Microsoft’s recent efforts to offer concessions to and sign contracts with competing platform owners that include a 10-year deal for Call of Duty might be enough to satisfy European regulators when it comes to the company’s deal to acquire Activision Blizzard.
This comes from a report from Reuters where sources say that these deals might be just enough to satisfy doubts about competition and antitrust concerns. The European Commission is one of the regulatory bodies that is reviewing the deal, and the report also says that we shouldn’t anticipate any demands that Microsoft sell off any assets to win approval. This is in contrast to the UK CMA, which recently suggested some very big concessions that Microsoft could do to win approval in the UK. Those suggestions included selling off Activision and Blizzard, while buying Candy Crush developer King, and to sell off Activision and, with it, Call of Duty.
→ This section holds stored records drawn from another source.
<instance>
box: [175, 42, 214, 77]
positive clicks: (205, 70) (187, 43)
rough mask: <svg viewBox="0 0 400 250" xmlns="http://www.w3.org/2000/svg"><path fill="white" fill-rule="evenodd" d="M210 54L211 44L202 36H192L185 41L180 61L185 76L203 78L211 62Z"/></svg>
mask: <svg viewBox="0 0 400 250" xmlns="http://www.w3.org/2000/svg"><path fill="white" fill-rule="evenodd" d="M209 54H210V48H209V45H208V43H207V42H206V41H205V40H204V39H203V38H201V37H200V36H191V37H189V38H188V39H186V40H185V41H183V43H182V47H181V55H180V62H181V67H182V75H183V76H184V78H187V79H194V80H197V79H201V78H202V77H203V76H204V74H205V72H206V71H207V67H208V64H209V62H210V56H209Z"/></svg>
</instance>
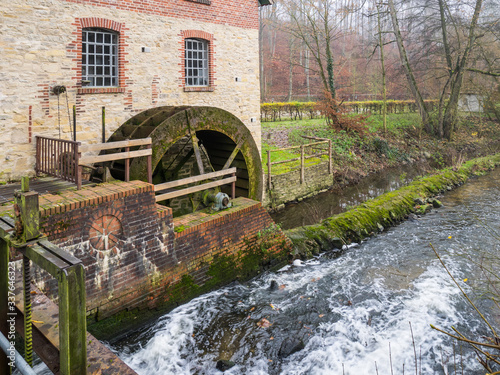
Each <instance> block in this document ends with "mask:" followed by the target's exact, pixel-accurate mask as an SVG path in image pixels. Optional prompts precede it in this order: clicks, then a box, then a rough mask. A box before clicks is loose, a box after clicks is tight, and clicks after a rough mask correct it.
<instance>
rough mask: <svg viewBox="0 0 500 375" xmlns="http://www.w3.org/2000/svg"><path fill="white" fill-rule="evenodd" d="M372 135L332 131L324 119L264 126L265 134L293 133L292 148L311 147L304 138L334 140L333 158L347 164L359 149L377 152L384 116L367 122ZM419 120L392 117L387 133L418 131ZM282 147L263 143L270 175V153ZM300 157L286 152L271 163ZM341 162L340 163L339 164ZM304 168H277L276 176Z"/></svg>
mask: <svg viewBox="0 0 500 375" xmlns="http://www.w3.org/2000/svg"><path fill="white" fill-rule="evenodd" d="M366 123H367V128H368V134H367V136H365V137H360V136H359V135H357V134H348V133H346V132H345V131H337V130H333V129H332V128H330V127H329V126H328V125H327V124H326V122H325V119H324V118H316V119H312V120H311V119H303V120H288V121H276V122H262V130H269V129H284V128H288V129H290V134H289V140H290V145H291V146H297V145H301V144H307V143H311V142H314V141H313V140H309V139H305V138H302V136H303V135H309V136H315V137H320V138H327V139H331V140H332V147H333V154H334V156H335V157H336V159H337V160H338V159H339V158H341V159H345V160H344V161H345V162H349V161H350V160H352V158H353V156H352V150H353V149H355V148H358V149H360V148H362V149H370V148H373V138H374V136H375V135H376V133H379V132H381V131H382V127H383V124H382V115H371V116H370V117H369V118H368V119H367V120H366ZM418 126H419V116H418V114H417V113H404V114H388V115H387V130H388V132H389V133H391V134H393V135H399V134H401V132H402V130H404V129H405V128H411V127H415V128H416V127H418ZM276 149H278V147H275V146H273V145H270V144H268V143H267V141H266V140H265V139H263V140H262V165H263V168H264V171H265V172H266V173H267V150H276ZM297 157H300V150H285V151H276V152H271V162H275V161H282V160H287V159H293V158H297ZM327 160H328V157H327V156H322V157H321V158H311V159H306V161H305V164H306V166H309V165H315V164H319V163H321V162H323V161H327ZM338 161H340V160H338ZM299 168H300V160H297V161H293V162H289V163H284V164H278V165H274V166H273V167H272V174H273V175H275V174H281V173H286V172H289V171H291V170H294V169H299Z"/></svg>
Microsoft’s president, Brad Smith, has said that the company is ready to offer concessions and strike deals but wasn’t going to be selling off Call of Duty (or, likely, any of the other huge IPs that would come together under the deal).
This also comes as Microsoft has won an important victory from a United States Federal Trade Commission judge. The FTC has granted the company's request to access Documents it requested from Sony that cover exclusivity deals and other relevant information dating back to 2019.
Sony had sought to block access to the documents, but Microsoft issued a subpoena to get the files so it could use them in its defense case against the FTC, which filed a suit seeking to block the Microsoft - Activision Blizzard deal. The FTC judge then granted the documents to Microsoft with a few rules in place, at Sony’s request.
Microsoft can only access the documents for a limited time. Some of the documents that Microsoft originally requested will not be allowed, including evaluations and other files that had to do with Jim Ryan, the President & CEO of Sony Interactive Entertainment and other company executives.